Research in our lab focuses on investigating the mechanisms of adaptive divergence between populations and species and the consequences of divergence for patterns of distribution and abundance. We combine observations of natural populations and experimental manipulations in the field and in the lab with tools from quantitative genetics and physiological ecology. Much of our research uses species of the genus Mimulus ("monkeyflowers") because of their remarkable ecological diversity, history of study, modern genomic resources, and ease of propagation. Read more about current projects below.
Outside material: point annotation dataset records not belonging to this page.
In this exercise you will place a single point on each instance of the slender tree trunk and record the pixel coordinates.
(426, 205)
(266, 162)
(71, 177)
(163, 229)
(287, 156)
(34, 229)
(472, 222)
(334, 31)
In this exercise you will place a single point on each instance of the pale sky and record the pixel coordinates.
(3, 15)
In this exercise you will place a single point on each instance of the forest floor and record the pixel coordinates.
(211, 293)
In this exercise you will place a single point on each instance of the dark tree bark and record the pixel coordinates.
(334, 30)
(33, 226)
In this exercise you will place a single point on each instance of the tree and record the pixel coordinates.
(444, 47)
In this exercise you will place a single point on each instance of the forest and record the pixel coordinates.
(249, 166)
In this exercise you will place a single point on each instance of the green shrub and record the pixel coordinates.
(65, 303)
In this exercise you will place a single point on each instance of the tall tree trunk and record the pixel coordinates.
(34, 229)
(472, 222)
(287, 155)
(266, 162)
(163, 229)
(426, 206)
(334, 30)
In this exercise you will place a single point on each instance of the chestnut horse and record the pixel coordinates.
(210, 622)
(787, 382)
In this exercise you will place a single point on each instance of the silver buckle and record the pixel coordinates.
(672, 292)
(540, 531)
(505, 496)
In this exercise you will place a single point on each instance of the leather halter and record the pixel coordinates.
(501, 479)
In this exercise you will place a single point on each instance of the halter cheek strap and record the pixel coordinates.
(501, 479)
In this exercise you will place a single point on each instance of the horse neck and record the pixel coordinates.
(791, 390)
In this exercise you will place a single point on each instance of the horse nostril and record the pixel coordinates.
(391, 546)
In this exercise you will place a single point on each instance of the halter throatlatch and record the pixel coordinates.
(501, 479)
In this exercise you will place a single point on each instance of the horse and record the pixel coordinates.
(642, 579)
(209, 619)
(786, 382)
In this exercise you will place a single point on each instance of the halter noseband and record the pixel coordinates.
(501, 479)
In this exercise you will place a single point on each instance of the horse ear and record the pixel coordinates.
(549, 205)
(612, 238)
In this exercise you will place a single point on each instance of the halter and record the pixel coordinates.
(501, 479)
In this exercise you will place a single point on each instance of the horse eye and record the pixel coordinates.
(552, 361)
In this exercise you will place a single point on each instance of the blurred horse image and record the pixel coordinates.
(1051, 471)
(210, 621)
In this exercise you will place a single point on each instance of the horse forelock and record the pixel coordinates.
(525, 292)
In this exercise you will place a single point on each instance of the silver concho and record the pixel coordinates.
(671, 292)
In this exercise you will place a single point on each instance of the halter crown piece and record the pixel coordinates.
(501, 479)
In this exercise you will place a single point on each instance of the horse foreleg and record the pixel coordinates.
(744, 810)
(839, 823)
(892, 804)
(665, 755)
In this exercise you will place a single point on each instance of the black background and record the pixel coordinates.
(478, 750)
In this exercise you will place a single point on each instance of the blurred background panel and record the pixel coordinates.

Evolutionary ecology of geographic distributions

Range limits

Every species occupies a limited geographic area, but the ecological and evolutionary factors that give rise to range limits remain poorly understood. Range boundaries are a particularly interesting place to study the process of adaptation because they present an evolutionary conundrum. If organisms are maladapted to environmental conditions beyond their ranges, why don't they evolve by natural selection and expand their ranges through time? To answer this question, we study closely related species of monkeyflower, Mimulus cardinalis and M. lewisii, with contrasting altitudinal and latitudinal ranges. We combine a variety of approaches, including demographic modeling of central and marginal population dynamics, growth chamber studies to examine physiological responses to limiting environmental variables, and reciprocal transplants to experimentally evolve populations beyond range boundaries. We are developing a new ecological genetics project to study the effects of gene flow between central and marginal populations on adaptive divergence and range limits.

Range size and rarity

Although every species has a limited distribution, some species have much more limited ranges than others. We are extending our research on geographic range limits to investigate the evolutionary ecology of range size and rarity in Mimulus, a genus where species vary in range size and abundance by orders of magnitude. We are using a comparative phylogenetic framework to address questions such as what mating system, life history, or physiological traits are associated with small range size? We are interested in using empirical approaches to address questions such as do rare species have narrow environmental tolerances, and if so, what constrains the evolution of broader tolerance? Are widespread species highly plastic, specialized on a common environment, or composed of many locally adapted populations?

Ecological speciation and niche evolution


Questions about range limits are intimately related to the geography of speciation and the process of ecological divergence between sister taxa. Recently diverged sister taxa often have non-overlapping (allopatric) or abutting (parapatric) geographic distributions. The evolution of ecological differences in different geographic regions can contribute to reproductive isolation by reducing opportunities for interbreeding. We are generally interested in studying the mechanisms of adaptation to contrasting habitats between populations and sister species of Mimulus and in quantifying axes of niche divergence across the genus.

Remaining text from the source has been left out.